US jobless claims climbed 11,000 last week, which is no trivial amount. But this is bullish news. Why? Because the previous week’s extraordinary decline—down 42,000 for the week through Jan. 24 in today’s revision—was only moderately pared back. The thinking last week was that the shortened Martin Luther King holiday skewed the data, which inspired forecasts that today’s number would pop sharply higher in a bout of payback. The consensus forecast called a hefty gain today, with claims projected to rise to 290,000. But as today’s release shows, quite a lot of the recent slide remains intact in today’s report. The news translates to a bullish update for anticipating the near-term outlook for the labor market, starting with tomorrow’s official payrolls report from Washington.

New filings for unemployment benefits rose last week to a seasonally adjusted 278,000. But that’s still close to a 15-year low. The weekly figures can be volatile—duh!—and so the year-over-year trend offers a more reliable picture for this leading indicator. But here too the data satisfies: claims dropped a hefty 15.2% last week vs. the year-earlier level.

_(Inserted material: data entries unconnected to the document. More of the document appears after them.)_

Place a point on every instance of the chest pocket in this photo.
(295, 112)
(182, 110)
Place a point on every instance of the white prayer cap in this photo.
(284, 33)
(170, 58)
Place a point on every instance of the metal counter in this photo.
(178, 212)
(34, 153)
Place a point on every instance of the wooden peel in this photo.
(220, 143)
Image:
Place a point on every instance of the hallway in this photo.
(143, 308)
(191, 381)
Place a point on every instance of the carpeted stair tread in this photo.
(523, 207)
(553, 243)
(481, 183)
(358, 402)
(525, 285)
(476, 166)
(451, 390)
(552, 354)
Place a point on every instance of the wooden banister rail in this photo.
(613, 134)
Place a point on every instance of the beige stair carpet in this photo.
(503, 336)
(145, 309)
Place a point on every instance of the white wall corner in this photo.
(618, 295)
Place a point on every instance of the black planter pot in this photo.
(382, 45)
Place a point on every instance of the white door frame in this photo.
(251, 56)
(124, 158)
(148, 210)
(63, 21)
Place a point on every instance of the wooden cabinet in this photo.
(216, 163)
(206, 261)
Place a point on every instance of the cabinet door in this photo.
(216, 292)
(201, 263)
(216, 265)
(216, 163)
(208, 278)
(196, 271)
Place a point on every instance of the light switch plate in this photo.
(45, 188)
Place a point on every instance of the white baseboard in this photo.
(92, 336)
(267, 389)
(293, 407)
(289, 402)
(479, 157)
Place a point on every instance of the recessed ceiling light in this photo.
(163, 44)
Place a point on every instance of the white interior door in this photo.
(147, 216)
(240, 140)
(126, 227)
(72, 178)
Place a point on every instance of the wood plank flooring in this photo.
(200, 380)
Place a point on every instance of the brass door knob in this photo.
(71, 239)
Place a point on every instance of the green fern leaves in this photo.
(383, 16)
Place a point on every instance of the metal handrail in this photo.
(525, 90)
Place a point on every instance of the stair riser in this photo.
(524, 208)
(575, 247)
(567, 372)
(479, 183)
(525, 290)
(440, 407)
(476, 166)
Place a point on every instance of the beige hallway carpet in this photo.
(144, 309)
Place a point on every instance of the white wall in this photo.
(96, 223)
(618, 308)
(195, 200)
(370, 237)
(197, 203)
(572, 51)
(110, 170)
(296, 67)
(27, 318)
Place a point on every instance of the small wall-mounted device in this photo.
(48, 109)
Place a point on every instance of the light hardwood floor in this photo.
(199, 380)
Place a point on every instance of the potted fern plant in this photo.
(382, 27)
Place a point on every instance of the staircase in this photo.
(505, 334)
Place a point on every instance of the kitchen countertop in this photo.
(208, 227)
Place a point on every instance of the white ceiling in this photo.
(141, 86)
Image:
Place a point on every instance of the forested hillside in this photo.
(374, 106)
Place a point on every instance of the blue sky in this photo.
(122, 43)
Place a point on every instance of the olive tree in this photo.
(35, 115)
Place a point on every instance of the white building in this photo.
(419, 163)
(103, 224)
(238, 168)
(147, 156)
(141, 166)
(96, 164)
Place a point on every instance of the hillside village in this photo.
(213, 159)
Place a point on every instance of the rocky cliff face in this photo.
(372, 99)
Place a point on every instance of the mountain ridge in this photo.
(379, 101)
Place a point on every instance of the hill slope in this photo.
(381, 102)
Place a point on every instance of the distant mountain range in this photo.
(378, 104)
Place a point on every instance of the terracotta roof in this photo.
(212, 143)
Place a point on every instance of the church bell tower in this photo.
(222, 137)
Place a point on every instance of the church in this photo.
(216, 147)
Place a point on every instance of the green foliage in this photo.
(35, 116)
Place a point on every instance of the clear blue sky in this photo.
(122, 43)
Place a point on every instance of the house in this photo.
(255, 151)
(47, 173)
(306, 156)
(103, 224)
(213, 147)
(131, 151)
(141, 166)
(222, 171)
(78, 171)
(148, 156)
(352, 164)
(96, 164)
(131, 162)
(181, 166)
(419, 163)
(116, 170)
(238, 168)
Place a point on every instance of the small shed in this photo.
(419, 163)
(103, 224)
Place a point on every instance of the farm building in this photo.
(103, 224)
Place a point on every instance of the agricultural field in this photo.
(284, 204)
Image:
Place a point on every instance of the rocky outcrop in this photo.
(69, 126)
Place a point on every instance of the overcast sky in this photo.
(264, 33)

In fact, claims have been trending lower on an annual basis in each and every weekly update since last September. As robust clues about the economic outlook go, new filings continue to shine, delivering a bullish signal that’s proven to be quite durable in recent years.

Sure, private-sector employment growth has slowed on a monthly basis through last month, according to ADP’s data. But as I noted yesterday, the annual rate of growth by ADP’s reckoning still ticked up in January, the strongest advance in more than two years.

The bottom line: in light of the recent trend in claims figures, along with yesterday’s ADP release, tomorrow’s jobs data from the Labor Department appears poised to deliver another upbeat report. It’s still debatable if the US economy is genuinely accelerating on a sustainable basis. But the case for seeing moderate growth ahead remains a solid forecast.